Age Structure Analysis

# Analyze population dynamics across different age groups
age_observation = pop.create_observation(
    groups={
        "juveniles": {"age": [0, 1]},
        "young_adults": {"age": [2, 3]},
        "mature_adults": {"age": [4, 5]},
        "old_adults": {"age": [6, 7]}
    }
)

# Get history data and analyze
history = pop.output_history(observation=age_observation)

# Analyze age structure changes
for snapshot in history["snapshots"]:
    total = sum(snapshot["observed"].values())
    if total > 0:
        juvenile_ratio = snapshot["observed"]["juveniles"] / total
        print(f"Juvenile ratio: {juvenile_ratio:.3f}")

Best Practices

Observation Rule Design

Use meaningful group names for easier subsequent analysis
Keep groups mutually exclusive to avoid double counting
Prefer pattern matching over hardcoded genotype lists

History Record Management

Set an appropriate record_every parameter to balance precision and performance
Use clear_history() to manage memory usage
Regularly export history data to avoid data loss

Data Export

Use standard formats (JSON, dictionary) for easier tool integration
Include sufficient metadata (time steps, parameter settings, etc.)
Consider data compression and storage efficiency

FAQ

What is the difference between observation rules and history records?

Observation rules define how to extract data from the state; history records save the time series of states.

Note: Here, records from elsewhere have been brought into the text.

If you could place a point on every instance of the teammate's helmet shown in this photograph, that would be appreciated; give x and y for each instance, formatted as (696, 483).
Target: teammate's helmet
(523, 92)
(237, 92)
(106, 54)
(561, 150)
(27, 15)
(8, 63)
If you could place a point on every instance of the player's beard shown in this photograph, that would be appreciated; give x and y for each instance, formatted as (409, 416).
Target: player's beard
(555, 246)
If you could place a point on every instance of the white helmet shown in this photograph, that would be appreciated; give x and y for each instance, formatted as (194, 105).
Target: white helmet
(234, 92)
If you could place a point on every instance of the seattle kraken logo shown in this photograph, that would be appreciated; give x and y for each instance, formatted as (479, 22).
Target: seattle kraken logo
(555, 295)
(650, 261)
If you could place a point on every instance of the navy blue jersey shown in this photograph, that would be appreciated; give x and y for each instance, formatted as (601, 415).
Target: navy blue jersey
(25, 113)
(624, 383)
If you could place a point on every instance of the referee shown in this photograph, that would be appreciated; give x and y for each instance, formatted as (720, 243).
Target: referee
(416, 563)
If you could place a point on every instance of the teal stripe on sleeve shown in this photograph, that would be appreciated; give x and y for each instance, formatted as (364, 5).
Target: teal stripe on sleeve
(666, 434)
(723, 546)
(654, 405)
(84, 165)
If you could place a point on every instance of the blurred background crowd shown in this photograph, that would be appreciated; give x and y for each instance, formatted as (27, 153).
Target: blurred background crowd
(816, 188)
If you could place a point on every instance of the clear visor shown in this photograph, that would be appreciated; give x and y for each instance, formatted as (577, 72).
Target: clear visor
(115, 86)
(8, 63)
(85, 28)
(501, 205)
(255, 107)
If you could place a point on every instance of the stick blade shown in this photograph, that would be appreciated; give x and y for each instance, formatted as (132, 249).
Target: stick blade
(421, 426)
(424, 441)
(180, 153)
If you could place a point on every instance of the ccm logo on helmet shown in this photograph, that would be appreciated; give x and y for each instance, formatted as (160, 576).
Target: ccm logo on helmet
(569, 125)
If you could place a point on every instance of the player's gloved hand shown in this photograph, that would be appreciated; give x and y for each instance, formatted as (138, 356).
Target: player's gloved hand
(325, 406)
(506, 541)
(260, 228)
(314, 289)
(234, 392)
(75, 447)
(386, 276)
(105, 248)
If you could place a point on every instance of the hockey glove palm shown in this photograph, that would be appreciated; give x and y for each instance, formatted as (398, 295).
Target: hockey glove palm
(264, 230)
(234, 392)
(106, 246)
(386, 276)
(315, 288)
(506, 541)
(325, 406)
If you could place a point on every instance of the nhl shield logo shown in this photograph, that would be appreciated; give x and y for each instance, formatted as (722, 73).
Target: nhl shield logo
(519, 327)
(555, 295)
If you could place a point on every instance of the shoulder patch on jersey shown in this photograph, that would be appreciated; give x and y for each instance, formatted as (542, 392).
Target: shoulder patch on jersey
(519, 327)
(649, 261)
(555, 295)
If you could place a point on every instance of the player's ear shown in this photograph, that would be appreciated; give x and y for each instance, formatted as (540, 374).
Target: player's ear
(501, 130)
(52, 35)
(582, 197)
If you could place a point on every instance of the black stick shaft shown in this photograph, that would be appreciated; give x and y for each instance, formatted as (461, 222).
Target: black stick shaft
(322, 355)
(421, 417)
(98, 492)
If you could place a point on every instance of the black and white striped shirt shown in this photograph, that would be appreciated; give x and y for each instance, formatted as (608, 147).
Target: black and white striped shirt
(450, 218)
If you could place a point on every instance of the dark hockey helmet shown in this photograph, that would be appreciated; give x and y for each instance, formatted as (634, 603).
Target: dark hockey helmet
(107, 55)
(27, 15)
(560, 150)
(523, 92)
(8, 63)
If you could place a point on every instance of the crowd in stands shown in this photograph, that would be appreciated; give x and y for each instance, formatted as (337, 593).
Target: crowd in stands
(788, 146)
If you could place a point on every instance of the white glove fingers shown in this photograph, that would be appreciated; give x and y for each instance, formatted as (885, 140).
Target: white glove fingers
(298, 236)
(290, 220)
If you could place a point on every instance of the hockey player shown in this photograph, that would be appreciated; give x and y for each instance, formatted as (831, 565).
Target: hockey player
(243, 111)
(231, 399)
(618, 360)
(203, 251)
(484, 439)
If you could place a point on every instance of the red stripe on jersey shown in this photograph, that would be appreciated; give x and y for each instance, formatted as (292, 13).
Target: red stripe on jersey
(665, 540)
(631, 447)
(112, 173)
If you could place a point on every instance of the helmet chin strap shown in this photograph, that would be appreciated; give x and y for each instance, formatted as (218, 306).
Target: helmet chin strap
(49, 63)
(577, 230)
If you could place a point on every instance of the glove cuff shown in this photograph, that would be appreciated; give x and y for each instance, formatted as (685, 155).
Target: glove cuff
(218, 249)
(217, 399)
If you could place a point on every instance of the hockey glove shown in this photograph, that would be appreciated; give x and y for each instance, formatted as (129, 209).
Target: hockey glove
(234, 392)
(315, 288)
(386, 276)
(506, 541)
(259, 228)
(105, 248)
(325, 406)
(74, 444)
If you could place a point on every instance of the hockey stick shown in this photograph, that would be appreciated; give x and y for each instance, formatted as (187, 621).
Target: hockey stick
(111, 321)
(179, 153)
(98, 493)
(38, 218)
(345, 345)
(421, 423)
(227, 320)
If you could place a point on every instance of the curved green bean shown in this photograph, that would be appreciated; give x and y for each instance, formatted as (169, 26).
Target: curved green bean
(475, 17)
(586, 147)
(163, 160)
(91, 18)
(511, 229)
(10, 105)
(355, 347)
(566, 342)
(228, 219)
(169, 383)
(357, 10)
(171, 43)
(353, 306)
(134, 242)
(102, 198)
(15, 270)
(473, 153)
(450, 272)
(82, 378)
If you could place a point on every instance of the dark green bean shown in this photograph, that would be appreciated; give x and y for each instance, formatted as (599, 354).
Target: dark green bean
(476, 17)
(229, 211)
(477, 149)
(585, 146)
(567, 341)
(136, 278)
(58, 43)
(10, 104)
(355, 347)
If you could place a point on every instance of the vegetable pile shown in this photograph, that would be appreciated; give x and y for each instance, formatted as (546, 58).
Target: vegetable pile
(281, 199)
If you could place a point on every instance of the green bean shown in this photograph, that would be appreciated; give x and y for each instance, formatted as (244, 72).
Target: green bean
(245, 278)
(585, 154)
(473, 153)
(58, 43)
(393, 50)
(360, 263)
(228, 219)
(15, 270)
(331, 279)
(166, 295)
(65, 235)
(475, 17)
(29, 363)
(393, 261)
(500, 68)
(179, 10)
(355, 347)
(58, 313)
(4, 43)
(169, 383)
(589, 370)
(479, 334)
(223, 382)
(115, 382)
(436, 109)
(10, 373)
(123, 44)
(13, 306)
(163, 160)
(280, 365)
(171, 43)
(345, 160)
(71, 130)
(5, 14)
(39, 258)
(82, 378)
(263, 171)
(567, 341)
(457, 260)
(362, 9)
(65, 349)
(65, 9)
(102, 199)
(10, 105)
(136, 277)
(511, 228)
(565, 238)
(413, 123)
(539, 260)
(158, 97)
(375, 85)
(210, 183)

Observation rules can be applied to the current state or to history records.

How to optimize history records for large datasets?

Increase the record_every interval, use clear_history() for periodic cleanup, or export to external storage.

Do observation rules affect simulation performance?

Observation rules themselves do not affect simulation performance, but frequent data extraction and storage may impact overall performance.

This chapter introduced how to extract and analyze data from NATAL Core simulations. In real projects, it is recommended to first design appropriate observation rules, then choose the suitable data extraction method based on your needs.